Simultaneous determination of morinidazole, its N-oxide, sulfate, and diastereoisomeric N+-glucuronides in human plasma by liquid chromatography–tandem mass spectrometry

Morinidazole is a new third-generation 5-nitroimidazole antimicrobial drug. To investigate the pharmacokinetic profiles of morinidazole and its major metabolites in humans, a liquid chromatography–tandem mass spectrometry method was developed and validated for simultaneous determination of morinidazole, its N-oxide metabolite (M4-1), a sulfate conjugate (M7), and two diastereoisomeric N+-glucuronides (M8-1 and M8-2) in human plasma. A simple acetonitrile-induced protein precipitation was employed to extract five analytes and internal standard metronidazole from 50 μL human plasma. To avoid the interference from the in-source dissociation of the sulfate and achieve the baseline-separation of diastereoisomeric N+-glucuronides, all the analytes were separated from each other with the mobile phase consisting of 10 mM ammonium formate and acetonitrile using gradient elution on a Hydro-RP C18 column (50 mm × 2 mm, 4 μm) with a total run time of 5 min. The API 4000 triple quadrupole mass spectrometer was operated under the multiple reaction-monitoring mode using the electrospray ionization technique.
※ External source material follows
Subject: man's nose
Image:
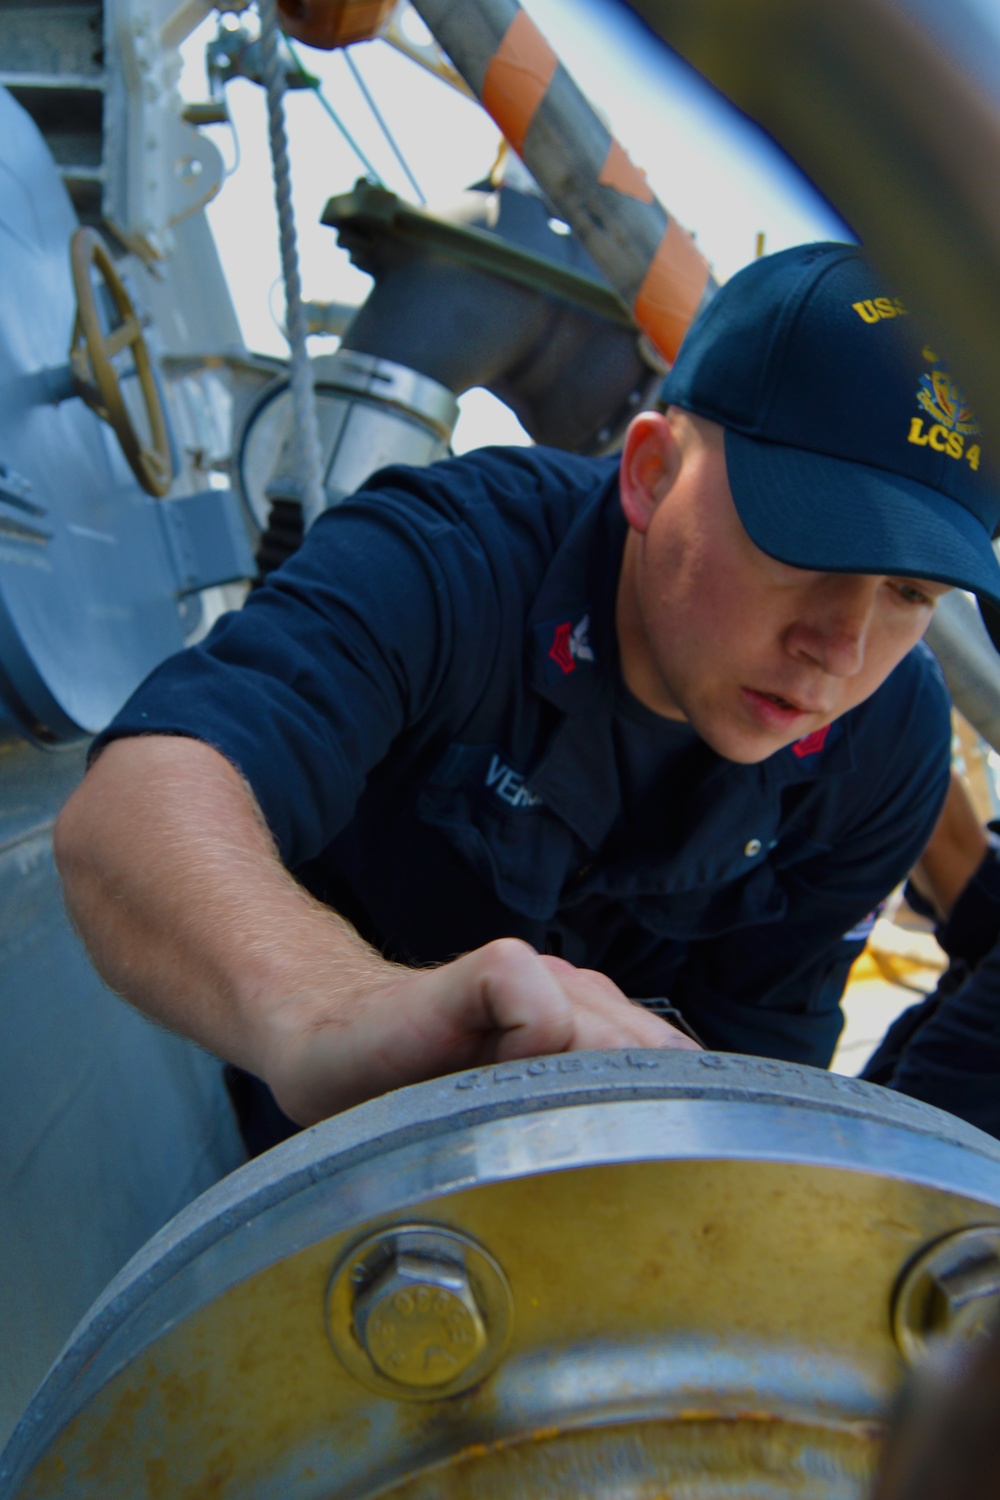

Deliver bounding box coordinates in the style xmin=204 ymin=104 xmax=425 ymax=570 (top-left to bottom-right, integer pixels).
xmin=786 ymin=576 xmax=877 ymax=677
The developed method was linear in the concentration ranges of 10.0–12,000 ng/mL for morinidazole, 1.00–200 ng/mL for M4-1, 2.50–500 ng/mL for M7, 3.00–600 ng/mL for M8-1, and 10.0–3000 ng/mL for M8-2. The intra- and inter-day precisions for each analyte met the accepted value. Results of the stability of morinidazole and its metabolites in human plasma were also presented. The method was successfully applied to the clinical pharmacokinetic studies of morinidazole injection in healthy subjects, patients with moderate hepatic insufficiency, and patients with severe renal insufficiency, respectively.

► Simultaneously determine morinidazole and its four metabolites in human plasma. ► Gradient elution was used to obtain the resolution of two N+-glucuronide isomers. ► The potential interference from the in-source dissociation of the conjugates was avoided. ► The method was applied to clinical pharmacokinetic studies of morinidazole injection.